Le sang noir des tranchées

« Allons enfants de la patrie/Le jour de gloire est arrivé ». L'espoir d'une patrie reconnaissante pousse Alfa et Mademba, deux presque frères sénégalais à rejoindre le front français. Là-bas, on le dit, il n'y a plus de différences. Un destin commun unit tous les poilus dans un même sentiment de camaraderie. Là-bas, le sang qui coule n'a qu'une seule couleur. Là-bas, le sang est noir. Et puis, l'exotisme des chocolats est divertissant. Là-bas, ils sont des soldats presque comme les autres. Mais en guise de gloire, ces deux frères d'âmes trouvent les tranchées, la boue collante, l'odeur âcre du sang qui brûle et des viscères ; l'odeur puissante de la mort qui frappe Mademba aux premiers combats.

Le sang d'Alfa ne fait qu'un tour. « Aux armes, citoyens ! Formez vos bataillons ! » Pris de fureur vengeresse, il donne libre cours à sa réputation de sauvage cannibale. Troquant sa baïonnette contre son coupe-coupe de paysan, transformant les champs de bataille en savane et la guerre en un safari aux allures grotesques, il part à la chasse des yeux bleus jumeaux qui ont tué son ami d'enfance et se mue en grand fauve.
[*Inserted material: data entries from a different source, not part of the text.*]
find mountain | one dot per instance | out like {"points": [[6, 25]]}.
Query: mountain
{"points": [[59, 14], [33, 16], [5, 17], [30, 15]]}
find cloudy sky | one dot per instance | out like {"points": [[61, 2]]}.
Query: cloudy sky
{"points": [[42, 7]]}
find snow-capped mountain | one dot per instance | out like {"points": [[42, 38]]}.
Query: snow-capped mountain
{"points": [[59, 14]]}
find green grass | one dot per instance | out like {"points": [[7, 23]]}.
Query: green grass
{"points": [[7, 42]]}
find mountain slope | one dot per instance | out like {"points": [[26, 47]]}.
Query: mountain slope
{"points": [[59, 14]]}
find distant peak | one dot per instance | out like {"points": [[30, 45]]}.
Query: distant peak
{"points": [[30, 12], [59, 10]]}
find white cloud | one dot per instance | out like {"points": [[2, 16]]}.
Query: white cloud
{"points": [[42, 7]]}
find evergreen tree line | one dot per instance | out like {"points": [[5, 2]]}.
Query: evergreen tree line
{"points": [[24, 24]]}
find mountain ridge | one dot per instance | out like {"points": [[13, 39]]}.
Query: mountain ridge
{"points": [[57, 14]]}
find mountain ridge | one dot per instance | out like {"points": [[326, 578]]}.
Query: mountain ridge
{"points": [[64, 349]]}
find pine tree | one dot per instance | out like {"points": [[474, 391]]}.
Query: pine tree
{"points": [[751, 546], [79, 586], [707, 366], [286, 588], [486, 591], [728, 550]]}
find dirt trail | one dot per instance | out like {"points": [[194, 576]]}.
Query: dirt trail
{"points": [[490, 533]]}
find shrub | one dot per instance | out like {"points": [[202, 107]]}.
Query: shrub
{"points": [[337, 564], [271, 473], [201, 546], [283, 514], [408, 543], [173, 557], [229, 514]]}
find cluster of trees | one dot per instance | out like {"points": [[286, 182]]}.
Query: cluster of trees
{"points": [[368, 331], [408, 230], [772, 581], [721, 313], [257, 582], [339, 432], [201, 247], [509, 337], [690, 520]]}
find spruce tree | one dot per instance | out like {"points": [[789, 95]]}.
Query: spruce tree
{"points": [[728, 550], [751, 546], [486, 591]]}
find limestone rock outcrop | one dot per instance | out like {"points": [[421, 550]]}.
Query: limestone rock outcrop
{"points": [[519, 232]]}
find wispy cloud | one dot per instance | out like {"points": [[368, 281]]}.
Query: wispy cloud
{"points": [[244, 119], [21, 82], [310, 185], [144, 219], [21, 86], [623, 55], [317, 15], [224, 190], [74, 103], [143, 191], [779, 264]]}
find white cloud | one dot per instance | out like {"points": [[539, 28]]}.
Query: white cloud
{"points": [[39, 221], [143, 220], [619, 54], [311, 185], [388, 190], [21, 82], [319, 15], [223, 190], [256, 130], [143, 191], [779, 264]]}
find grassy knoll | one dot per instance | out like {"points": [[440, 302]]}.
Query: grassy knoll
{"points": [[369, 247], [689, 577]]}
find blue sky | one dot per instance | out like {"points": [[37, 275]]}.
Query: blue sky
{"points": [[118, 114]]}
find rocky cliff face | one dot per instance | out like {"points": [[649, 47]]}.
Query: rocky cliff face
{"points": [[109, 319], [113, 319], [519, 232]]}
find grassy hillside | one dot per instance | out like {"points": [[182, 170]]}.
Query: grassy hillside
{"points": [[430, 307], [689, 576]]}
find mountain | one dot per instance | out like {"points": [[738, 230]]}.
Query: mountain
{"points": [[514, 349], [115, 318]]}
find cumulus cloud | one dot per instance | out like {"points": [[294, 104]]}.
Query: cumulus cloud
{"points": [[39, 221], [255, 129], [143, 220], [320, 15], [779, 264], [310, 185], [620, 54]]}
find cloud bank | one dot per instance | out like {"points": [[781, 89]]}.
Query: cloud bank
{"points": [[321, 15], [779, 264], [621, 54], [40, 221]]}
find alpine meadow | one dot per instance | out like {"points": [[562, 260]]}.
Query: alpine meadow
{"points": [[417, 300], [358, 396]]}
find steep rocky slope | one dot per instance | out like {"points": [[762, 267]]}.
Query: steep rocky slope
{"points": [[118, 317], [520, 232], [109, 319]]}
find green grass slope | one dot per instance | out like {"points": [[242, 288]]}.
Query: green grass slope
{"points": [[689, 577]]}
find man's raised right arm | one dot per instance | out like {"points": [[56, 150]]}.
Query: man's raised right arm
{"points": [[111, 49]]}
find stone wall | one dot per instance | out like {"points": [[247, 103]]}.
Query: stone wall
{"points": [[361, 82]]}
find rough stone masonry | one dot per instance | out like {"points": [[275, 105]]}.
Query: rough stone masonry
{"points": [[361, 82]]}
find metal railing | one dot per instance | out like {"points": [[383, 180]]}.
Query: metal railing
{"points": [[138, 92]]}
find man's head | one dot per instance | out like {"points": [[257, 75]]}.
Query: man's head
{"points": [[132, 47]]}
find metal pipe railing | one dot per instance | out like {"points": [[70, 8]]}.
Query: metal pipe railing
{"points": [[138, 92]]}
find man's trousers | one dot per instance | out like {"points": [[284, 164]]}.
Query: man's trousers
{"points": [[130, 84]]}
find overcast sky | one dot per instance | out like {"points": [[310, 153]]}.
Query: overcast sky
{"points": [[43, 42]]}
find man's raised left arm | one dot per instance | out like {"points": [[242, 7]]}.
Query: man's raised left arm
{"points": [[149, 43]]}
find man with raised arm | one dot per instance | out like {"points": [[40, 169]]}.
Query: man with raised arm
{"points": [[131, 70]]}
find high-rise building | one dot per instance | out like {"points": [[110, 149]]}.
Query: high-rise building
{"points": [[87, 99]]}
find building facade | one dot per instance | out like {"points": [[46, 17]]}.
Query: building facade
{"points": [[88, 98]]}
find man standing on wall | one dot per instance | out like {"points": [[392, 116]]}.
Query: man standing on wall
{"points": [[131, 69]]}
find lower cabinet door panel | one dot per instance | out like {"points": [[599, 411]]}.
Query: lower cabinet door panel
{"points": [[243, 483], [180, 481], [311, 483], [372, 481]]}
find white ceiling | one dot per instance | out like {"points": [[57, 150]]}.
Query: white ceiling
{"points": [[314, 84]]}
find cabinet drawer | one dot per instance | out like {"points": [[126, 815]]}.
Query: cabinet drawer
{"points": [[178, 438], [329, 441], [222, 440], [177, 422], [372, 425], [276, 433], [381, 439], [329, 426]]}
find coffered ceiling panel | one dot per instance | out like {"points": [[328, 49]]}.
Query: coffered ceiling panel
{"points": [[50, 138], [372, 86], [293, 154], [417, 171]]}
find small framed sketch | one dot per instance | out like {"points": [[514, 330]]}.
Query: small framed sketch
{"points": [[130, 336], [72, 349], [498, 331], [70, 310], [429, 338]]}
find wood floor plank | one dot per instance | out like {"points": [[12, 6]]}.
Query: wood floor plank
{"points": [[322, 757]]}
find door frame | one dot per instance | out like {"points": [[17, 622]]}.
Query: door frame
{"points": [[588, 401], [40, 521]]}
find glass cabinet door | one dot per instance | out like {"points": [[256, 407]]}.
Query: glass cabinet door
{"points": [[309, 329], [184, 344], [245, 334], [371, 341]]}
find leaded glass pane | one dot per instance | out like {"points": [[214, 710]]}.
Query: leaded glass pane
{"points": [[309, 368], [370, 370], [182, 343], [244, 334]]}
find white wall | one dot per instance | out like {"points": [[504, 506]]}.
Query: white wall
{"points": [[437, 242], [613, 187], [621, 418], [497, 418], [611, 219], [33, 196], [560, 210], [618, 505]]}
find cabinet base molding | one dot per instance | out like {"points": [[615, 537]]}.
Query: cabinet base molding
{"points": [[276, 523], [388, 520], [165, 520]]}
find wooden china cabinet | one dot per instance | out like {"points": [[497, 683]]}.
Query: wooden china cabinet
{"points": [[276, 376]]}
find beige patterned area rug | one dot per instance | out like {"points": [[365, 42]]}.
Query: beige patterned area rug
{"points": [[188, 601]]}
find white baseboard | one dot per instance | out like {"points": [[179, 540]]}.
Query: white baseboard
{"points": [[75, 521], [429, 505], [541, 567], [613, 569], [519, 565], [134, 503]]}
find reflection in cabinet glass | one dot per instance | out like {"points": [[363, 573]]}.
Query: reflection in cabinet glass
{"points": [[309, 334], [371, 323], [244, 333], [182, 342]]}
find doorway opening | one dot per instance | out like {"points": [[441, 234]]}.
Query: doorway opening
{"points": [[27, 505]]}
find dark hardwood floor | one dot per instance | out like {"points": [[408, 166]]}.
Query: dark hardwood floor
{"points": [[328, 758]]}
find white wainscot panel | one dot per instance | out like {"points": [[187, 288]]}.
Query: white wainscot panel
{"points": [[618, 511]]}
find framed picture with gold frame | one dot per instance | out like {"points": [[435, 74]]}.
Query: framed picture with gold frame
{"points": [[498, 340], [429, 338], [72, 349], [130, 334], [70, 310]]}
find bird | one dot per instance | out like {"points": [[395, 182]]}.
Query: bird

« Entendez-vous dans nos campagnes/Mugir ces féroces soldats ? » Pour tous, il devient la mort – La mort noire, plus forte encore que les obus, que les éventrations, que les gaz asphyxiants. Il devient la promesse de la mort, plus forte encore que la mort qui rode en permanence autour des hommes. Mais quoi de mieux que la comédie de la folie pour la déjouer et rester vivant dans ce monde privé de tout sens, ce monde où les Français tue les soldats français parce qu'ils refusent de mourir ?

Le parcours de ce nouveau Candide – égaré sur un sol qui se dérobe sous ses pieds et dans une France qui le rejette – offre un point de vue inhabituel sur l'épopée tragique des poilus, dans un récit bref qui mêle la fraicheur des contes africains et le réalisme cru, quasi chirurgical, des descriptions des corps en décomposition. Dans une langue puissante mais tout en retenue, David Diop donne littéralement corps à ce qui est connu dans l'Histoire sous le nom de « La Grande Boucherie », la bien-nommée. Il montre à quel point, loin des slogans patriotes ou revanchards, elle fut avant tout une vaste entreprise de déshumanisation dont les conséquences furent profondes autant que durables. Car elle n'a pas seulement changé la face du monde : elle a aussi changé le coeur des hommes.